Februar: Bier wird teurer

Kosten steigen überall

(12.01.2023) Die Privatbrauerei Zwettl und die zugehörige Bierwerkstatt Weitra haben ihren Getränkeausstoß 2022 im Jahresvergleich um 3,24 Prozent auf 216.800 Hektoliter gesteigert. 196.600 Hektoliter entfielen auf Bier, um 0,72 Prozent mehr als im Jahr zuvor. "Der Durst ist zurück", kommentierten die Waldviertler die Entwicklung. Umsatzzahlen werden nicht bekannt gegeben.
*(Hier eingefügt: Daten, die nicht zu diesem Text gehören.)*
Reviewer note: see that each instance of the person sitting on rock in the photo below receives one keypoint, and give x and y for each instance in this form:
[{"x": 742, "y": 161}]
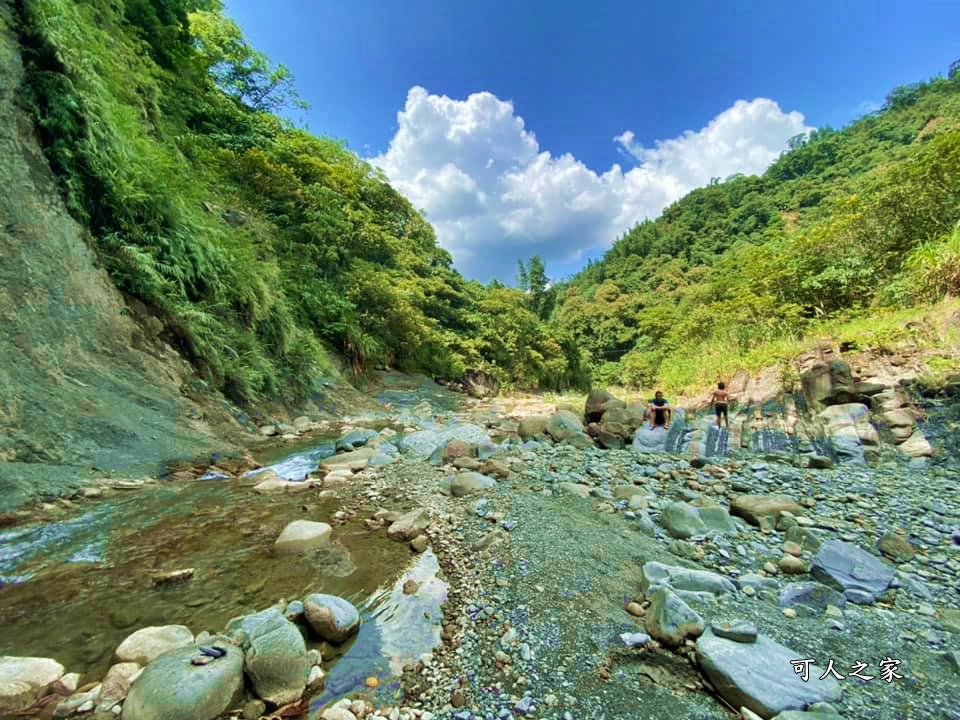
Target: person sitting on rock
[
  {"x": 660, "y": 411},
  {"x": 720, "y": 400}
]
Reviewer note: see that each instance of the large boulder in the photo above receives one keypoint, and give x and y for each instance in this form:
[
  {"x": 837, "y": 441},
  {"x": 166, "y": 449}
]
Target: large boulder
[
  {"x": 148, "y": 643},
  {"x": 355, "y": 439},
  {"x": 23, "y": 680},
  {"x": 670, "y": 620},
  {"x": 331, "y": 617},
  {"x": 850, "y": 569},
  {"x": 173, "y": 688},
  {"x": 655, "y": 575},
  {"x": 594, "y": 406},
  {"x": 423, "y": 443},
  {"x": 353, "y": 460},
  {"x": 683, "y": 521},
  {"x": 564, "y": 425},
  {"x": 409, "y": 525},
  {"x": 848, "y": 428},
  {"x": 302, "y": 535},
  {"x": 760, "y": 509},
  {"x": 275, "y": 655},
  {"x": 829, "y": 384},
  {"x": 468, "y": 483},
  {"x": 810, "y": 599},
  {"x": 760, "y": 675},
  {"x": 532, "y": 427}
]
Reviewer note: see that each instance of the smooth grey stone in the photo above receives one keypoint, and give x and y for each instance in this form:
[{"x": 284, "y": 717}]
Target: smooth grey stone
[
  {"x": 810, "y": 599},
  {"x": 172, "y": 688},
  {"x": 760, "y": 675},
  {"x": 860, "y": 576}
]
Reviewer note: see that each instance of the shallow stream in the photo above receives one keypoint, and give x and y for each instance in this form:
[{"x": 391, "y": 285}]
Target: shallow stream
[{"x": 74, "y": 589}]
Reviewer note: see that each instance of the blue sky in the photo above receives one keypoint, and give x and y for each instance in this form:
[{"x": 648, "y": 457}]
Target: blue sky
[{"x": 552, "y": 127}]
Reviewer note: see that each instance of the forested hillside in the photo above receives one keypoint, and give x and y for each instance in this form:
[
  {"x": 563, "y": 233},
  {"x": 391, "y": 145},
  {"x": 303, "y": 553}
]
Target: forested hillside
[
  {"x": 850, "y": 224},
  {"x": 263, "y": 247}
]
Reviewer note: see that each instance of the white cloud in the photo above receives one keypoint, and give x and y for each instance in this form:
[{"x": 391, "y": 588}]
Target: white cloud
[{"x": 494, "y": 197}]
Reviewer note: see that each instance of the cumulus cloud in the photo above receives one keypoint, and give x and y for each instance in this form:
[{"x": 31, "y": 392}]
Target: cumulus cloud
[{"x": 494, "y": 196}]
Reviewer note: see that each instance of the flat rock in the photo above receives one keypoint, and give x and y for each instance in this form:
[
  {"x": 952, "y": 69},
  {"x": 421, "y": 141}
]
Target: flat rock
[
  {"x": 331, "y": 617},
  {"x": 468, "y": 483},
  {"x": 810, "y": 599},
  {"x": 275, "y": 655},
  {"x": 578, "y": 489},
  {"x": 23, "y": 680},
  {"x": 846, "y": 567},
  {"x": 670, "y": 620},
  {"x": 279, "y": 485},
  {"x": 654, "y": 575},
  {"x": 354, "y": 460},
  {"x": 895, "y": 546},
  {"x": 148, "y": 643},
  {"x": 681, "y": 520},
  {"x": 753, "y": 508},
  {"x": 739, "y": 631},
  {"x": 172, "y": 688},
  {"x": 760, "y": 676},
  {"x": 302, "y": 535},
  {"x": 408, "y": 526}
]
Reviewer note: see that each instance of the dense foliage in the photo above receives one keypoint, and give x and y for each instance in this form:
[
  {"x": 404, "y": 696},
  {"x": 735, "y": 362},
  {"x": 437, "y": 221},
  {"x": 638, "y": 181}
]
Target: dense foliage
[
  {"x": 847, "y": 224},
  {"x": 261, "y": 245}
]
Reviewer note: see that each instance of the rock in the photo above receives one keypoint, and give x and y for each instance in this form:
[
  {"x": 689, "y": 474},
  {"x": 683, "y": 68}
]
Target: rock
[
  {"x": 860, "y": 576},
  {"x": 593, "y": 408},
  {"x": 612, "y": 435},
  {"x": 302, "y": 424},
  {"x": 810, "y": 599},
  {"x": 172, "y": 688},
  {"x": 655, "y": 575},
  {"x": 829, "y": 384},
  {"x": 564, "y": 425},
  {"x": 302, "y": 535},
  {"x": 817, "y": 711},
  {"x": 681, "y": 520},
  {"x": 895, "y": 546},
  {"x": 23, "y": 680},
  {"x": 760, "y": 675},
  {"x": 670, "y": 620},
  {"x": 332, "y": 618},
  {"x": 635, "y": 639},
  {"x": 738, "y": 631},
  {"x": 469, "y": 483},
  {"x": 916, "y": 446},
  {"x": 280, "y": 485},
  {"x": 532, "y": 427},
  {"x": 792, "y": 565},
  {"x": 275, "y": 655},
  {"x": 754, "y": 508},
  {"x": 848, "y": 428},
  {"x": 354, "y": 439},
  {"x": 146, "y": 644},
  {"x": 408, "y": 526},
  {"x": 424, "y": 442},
  {"x": 354, "y": 460},
  {"x": 578, "y": 489},
  {"x": 116, "y": 684}
]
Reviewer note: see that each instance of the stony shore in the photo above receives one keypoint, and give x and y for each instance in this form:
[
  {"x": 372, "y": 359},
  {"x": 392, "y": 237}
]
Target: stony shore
[{"x": 594, "y": 583}]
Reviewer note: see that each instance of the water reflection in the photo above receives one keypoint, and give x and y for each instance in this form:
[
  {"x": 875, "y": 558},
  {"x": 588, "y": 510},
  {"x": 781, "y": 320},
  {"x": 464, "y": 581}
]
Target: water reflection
[{"x": 397, "y": 630}]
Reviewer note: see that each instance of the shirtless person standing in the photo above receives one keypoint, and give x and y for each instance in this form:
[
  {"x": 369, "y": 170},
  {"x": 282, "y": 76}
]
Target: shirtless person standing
[
  {"x": 660, "y": 411},
  {"x": 721, "y": 398}
]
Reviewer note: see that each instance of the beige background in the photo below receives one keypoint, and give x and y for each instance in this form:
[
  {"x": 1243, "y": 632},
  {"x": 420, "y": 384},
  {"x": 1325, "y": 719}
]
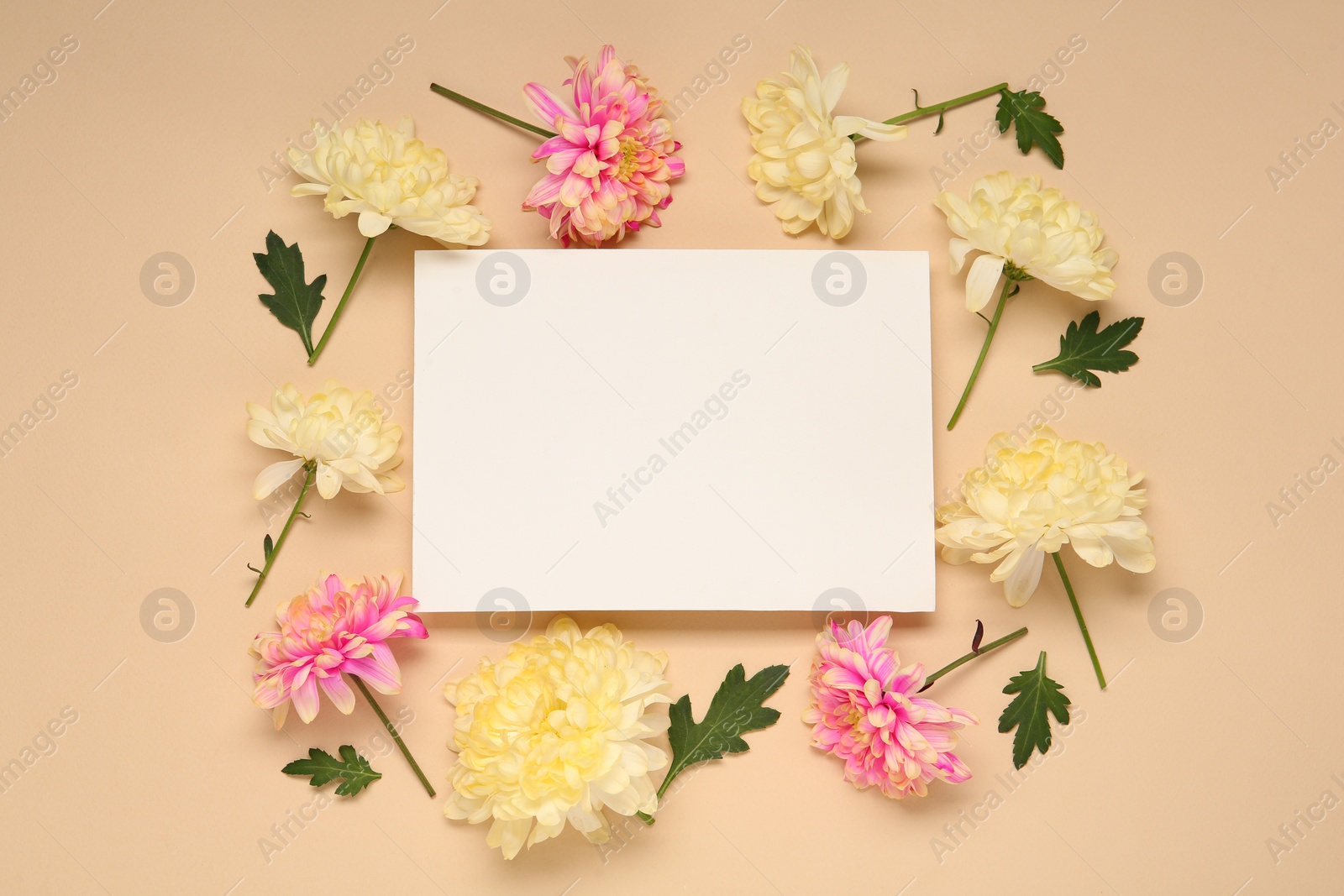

Preisanpassungen sind unausweichlich

2022 sei ein "gutes Jahr" gewesen, hieß es aus Zwettl. Das Vorkrisen-Niveau sei zum zweiten Mal in Folge absatz- und wertmäßig übertroffen werden. Herausfordernd für die Brauerei seien "die massiven - und in dieser Form noch nie da gewesenen - Kostensteigerungen in nahezu allen Bereichen" gewesen. "Die Ausgaben für Energie, Rohstoffe, Treibstoffe, Logistik und Verpackung nahmen Dimensionen an, die nach wie vor schwer abbildbar sind." Daraus folgende Preisanpassungen seien "unausweichlich" gewesen.

Brauunion erhöht Preise

Auch das größte österreichische Brauereiunternehmen, die Brauunion, muss die Preise erhöhen. Das bedeutet für die Wirte bis zu 9,5 Prozent Preissteierung und für die Gäste, dass sie ab Februar im Gasthaus bis zu 5 € für ein Krügel bezahlen müssen. Die Wirte haben Angst und fürchten, dass die Kunden bei diesen Preisen kein Fassbier mehr trinken werden. Nur, wie lange wird Flaschenbier noch günstig bleiben?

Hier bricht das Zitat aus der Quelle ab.